Pokaż listęUkryj listę

Uwaga, utwór może zawierać treści przeznaczone tylko dla osób pełnoletnich!

Boska Makabra: Filozof - Rozdział 10 (Część 13)

Demon zionął ogniem, podpalając budynki wokoło. Ludzie, którzy nie zdążyli się ewakuować, wrzeszczeli paleni żywcem. Gęsty smog unosił się nad miastem, zapowiadając pobliskim miejscowościom co czeka całą Egrezję, a wkrótce i świat, gdy Cedrinn wypowie życzenie. Albowiem Ra poprzysiągł niewiernym, że pewnego dnia słońce, w którym umieścił swoją moc i chwałę spali wszystko, co wyszło spod ich rąk, jak i ich samych - przytoczyła te słowa na głos Cedrinn, spocona od gorąca, otoczona smogiem wyłaniającym się z płomieni. Wypełniła słowa świętej księgi światła. Świat niewiernych płonie, a niewierni wraz z nim.

Wszystko w imię Ra.

Lecz w jej idealnym planie znalazła się i luka: dwoje ludzi, chcących powstrzymać samego boga. Postanowili stanąć przeciwko niej w nierównej walce, na szali której spoczywały życia milionów i nadzieja w jaśniejszą przyszłość.

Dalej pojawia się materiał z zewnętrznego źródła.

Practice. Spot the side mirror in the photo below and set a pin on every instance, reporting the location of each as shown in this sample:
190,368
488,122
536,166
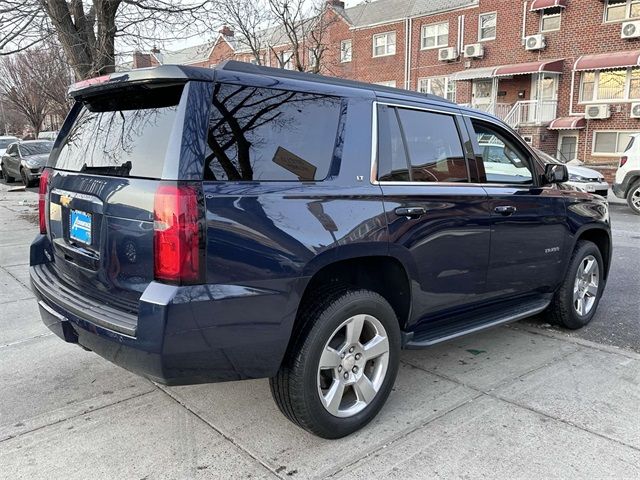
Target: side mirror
554,173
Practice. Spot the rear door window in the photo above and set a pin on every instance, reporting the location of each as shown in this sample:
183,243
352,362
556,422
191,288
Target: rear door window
270,135
419,146
123,133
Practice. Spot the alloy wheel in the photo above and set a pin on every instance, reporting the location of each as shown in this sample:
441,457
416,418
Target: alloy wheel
353,365
585,288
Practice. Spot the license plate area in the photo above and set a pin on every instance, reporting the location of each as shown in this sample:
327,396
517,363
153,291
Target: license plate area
80,227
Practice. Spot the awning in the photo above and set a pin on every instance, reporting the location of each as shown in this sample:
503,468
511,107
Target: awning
473,73
567,123
605,61
547,66
542,4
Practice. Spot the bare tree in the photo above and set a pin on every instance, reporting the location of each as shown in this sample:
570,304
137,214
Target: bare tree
88,30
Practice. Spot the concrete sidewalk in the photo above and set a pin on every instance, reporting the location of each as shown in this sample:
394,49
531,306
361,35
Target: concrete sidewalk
514,402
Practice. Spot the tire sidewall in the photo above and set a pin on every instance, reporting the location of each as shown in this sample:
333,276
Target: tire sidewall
584,250
328,322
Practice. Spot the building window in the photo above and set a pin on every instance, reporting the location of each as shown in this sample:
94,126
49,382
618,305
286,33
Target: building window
346,51
618,10
487,23
442,86
550,19
610,142
622,84
435,36
384,44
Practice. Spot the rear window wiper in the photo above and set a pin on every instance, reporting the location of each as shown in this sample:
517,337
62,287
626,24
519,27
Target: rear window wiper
115,170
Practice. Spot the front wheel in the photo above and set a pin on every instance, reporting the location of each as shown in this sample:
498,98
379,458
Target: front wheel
575,303
341,368
633,198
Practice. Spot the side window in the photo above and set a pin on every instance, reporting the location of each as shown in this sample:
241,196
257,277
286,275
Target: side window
434,146
504,160
392,157
264,134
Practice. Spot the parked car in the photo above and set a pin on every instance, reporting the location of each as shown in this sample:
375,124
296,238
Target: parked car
627,183
5,141
581,178
26,160
299,228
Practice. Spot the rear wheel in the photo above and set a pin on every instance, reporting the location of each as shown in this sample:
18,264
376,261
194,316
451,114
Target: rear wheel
341,367
633,197
576,301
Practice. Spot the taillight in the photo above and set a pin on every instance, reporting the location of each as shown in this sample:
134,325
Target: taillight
42,200
178,243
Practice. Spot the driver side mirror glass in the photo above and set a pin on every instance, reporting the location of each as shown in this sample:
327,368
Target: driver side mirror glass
554,173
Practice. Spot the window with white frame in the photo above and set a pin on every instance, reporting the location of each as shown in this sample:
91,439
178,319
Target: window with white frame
435,36
346,51
550,19
442,86
618,85
487,24
384,44
618,10
611,142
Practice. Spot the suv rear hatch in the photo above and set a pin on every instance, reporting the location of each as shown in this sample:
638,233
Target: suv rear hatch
107,167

Demon machnął w stronę Aru i Eda, lecz uniknęli ciosu, teleportując się kilka metrów dalej.

– GŁUPCY! – wyniośle krzyknęła w ich stronę Cedrinn. – LEPIEJ ZROBICIE, JEŻELI SIĘ PODDACIE!

Lwi smok nie czekał zbyt długo by ponownie zaatakować. Nabrał powietrza i zionął ogniem. Ponowna teleportacja, Aru i Ed w błysku magii przetoczyli się po ziemi i schowali za jedną ze ścian zniszczonego budynku. Złotowłosy lekko wyjrzał, demon szukał ich wzrokiem. – Aru, nie możesz wykorzystać jakoś ognia, który wyziewa? – spytał, znów chowając się za ścianą.

– Niby mogłabym – odpowiedziała widocznie zdenerwowana. – Jednak jest tego tyle, że nie mam pojęcia, czy dałabym radę nad tym zapanować… Mogę spróbować, ale nie daję ręki sobie uciąć, że cokolwiek tym wskóram. Raczej demon jest odporny na ogień.

– A może powinniśmy uświadomić go, że ma pasażera? Cedrinn nie zdaje się mieć nad nim kontroli.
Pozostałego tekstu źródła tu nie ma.